A la lecture de l’arrêté ministériel il apparait désormais, un peu plus aisé de choisir, pour le nouveau bachelier, sa voie dans le flot qu’offre l’institution.
De par leur configuration, l’on s’attend que l’Université de Dschang offre plus d’opportunités aux jeunes de se former dans l’objectif d’accomplir leur rêve en matière d’emploi.

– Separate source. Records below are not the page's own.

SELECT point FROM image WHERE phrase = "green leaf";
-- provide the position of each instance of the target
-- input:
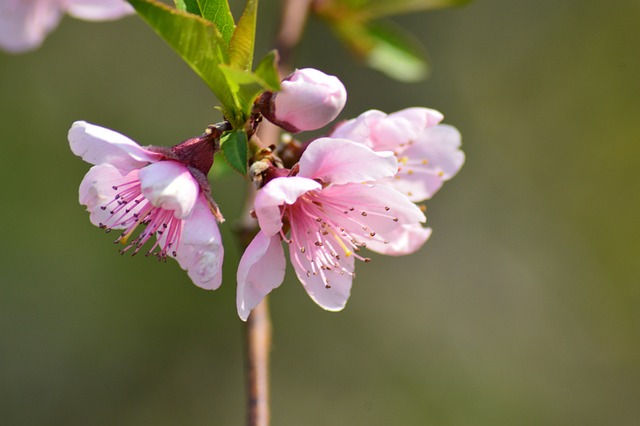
(235, 149)
(267, 70)
(386, 48)
(198, 42)
(379, 8)
(216, 11)
(366, 10)
(245, 85)
(243, 40)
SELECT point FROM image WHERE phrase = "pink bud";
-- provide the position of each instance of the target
(308, 99)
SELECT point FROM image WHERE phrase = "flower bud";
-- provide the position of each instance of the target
(308, 99)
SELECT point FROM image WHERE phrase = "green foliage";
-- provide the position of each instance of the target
(386, 48)
(379, 44)
(205, 36)
(198, 42)
(234, 148)
(216, 11)
(374, 9)
(243, 40)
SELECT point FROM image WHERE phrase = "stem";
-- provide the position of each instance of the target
(258, 329)
(258, 344)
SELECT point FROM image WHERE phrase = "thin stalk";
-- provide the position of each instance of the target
(258, 329)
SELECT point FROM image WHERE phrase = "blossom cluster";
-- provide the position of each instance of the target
(355, 188)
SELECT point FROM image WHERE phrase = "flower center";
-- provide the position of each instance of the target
(128, 209)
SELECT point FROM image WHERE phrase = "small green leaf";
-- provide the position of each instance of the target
(235, 149)
(367, 10)
(216, 11)
(379, 8)
(198, 42)
(182, 5)
(243, 40)
(245, 85)
(386, 48)
(267, 70)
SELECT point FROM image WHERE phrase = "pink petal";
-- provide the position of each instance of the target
(440, 146)
(340, 161)
(200, 251)
(333, 298)
(421, 118)
(97, 10)
(377, 197)
(96, 190)
(25, 24)
(405, 239)
(308, 99)
(261, 270)
(276, 193)
(425, 165)
(359, 129)
(170, 185)
(99, 145)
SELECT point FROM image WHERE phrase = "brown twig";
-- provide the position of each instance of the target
(258, 330)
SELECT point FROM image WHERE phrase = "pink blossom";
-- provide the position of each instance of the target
(132, 188)
(428, 152)
(25, 23)
(329, 210)
(308, 99)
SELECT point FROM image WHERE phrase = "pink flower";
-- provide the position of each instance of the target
(308, 99)
(330, 213)
(428, 153)
(162, 191)
(25, 23)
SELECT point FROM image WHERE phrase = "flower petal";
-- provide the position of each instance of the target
(340, 161)
(98, 10)
(421, 118)
(405, 239)
(261, 270)
(384, 208)
(170, 185)
(200, 251)
(359, 129)
(333, 298)
(96, 191)
(25, 24)
(99, 145)
(440, 145)
(434, 158)
(276, 193)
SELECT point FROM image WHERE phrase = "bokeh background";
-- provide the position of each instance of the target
(522, 309)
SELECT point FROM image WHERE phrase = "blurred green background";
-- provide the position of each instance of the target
(522, 309)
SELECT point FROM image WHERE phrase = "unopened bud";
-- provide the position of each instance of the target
(308, 99)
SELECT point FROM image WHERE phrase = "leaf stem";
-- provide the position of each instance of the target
(258, 329)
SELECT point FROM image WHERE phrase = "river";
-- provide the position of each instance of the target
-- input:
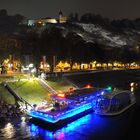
(89, 127)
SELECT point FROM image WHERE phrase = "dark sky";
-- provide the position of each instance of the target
(43, 8)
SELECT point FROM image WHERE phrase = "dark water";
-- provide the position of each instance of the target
(89, 127)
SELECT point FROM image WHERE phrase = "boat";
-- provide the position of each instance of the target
(114, 103)
(67, 106)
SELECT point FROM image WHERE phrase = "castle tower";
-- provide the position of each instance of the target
(62, 19)
(60, 14)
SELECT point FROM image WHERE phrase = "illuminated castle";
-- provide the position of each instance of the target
(44, 21)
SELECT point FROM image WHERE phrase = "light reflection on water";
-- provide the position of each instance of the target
(72, 130)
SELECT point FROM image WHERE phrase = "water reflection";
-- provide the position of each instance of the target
(89, 123)
(8, 131)
(82, 128)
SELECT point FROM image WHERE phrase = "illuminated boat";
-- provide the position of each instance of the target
(113, 103)
(68, 105)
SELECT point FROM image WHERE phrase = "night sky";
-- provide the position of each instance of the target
(49, 8)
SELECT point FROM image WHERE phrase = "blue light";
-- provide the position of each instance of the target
(63, 115)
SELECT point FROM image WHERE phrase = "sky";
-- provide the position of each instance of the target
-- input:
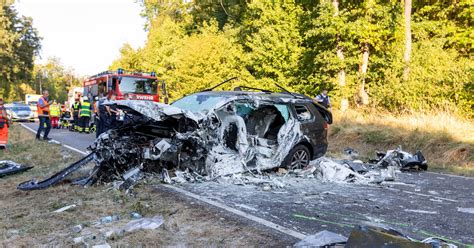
(85, 35)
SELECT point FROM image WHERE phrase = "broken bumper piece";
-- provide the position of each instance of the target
(56, 178)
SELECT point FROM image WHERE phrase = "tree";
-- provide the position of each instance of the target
(19, 44)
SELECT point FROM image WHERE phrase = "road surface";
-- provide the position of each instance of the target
(76, 140)
(420, 205)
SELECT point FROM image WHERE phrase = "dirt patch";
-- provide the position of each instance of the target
(444, 139)
(28, 218)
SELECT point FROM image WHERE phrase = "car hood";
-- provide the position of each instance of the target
(157, 111)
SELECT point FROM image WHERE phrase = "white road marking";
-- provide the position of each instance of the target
(448, 175)
(259, 220)
(426, 195)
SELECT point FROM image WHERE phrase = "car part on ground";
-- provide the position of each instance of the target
(370, 236)
(34, 184)
(8, 167)
(19, 112)
(401, 159)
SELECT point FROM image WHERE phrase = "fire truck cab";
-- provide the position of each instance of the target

Ainsi il serait plus aisé pour un enfant qui souhaite devenir avocat de s’inscrire au département de Droit Pénal et Sciences Criminelles (Faculté de Sciences juridiques et politiques), à cet autre qui rêve des Ressources humaines de s’inscrire au département de Marketing et Management (Faculté des Sciences Economiques et de Gestion), à celui qui a une passion pour l’environnement de prendre attache avec le Département de Geographie-Aménagement-Environnement (Faculté des Lettres et Sciences Humaines)
L’Arrêté du 13 novembre vient abroger un autre arrêté ministériel daté du 29 février 2000 portant Création des Départements dans les Facultés de l’Université de Dschang.
Avec ce nouveau découpage, la Faculté de Médecine et des Sciences pharmaceutiques devient le plus grand établissement par le nombre et la variété de départements. Elle en compte 12, contre 7 pour la Faculté des Sciences Juridiques et politique, 7 pour la Faculté des Sciences Economiques et de Gestion, 6 pour la Faculté d’agronomie et des sciences agricoles, et 6 pour la Faculté des Lettres et des Sciences humaines.
La question qui demeure : cette nouvelle configuration est-elle synonyme de professionnalisation des enseignements ? Peu à peu les licences et les masters professionnels gagnaient du terrain (avec pour conséquence l’exclusion de la majorité du fait des frais élevés), laissant les parents dubitatifs quant à la volonté réelle des pouvoirs publics de professionnaliser les enseignements.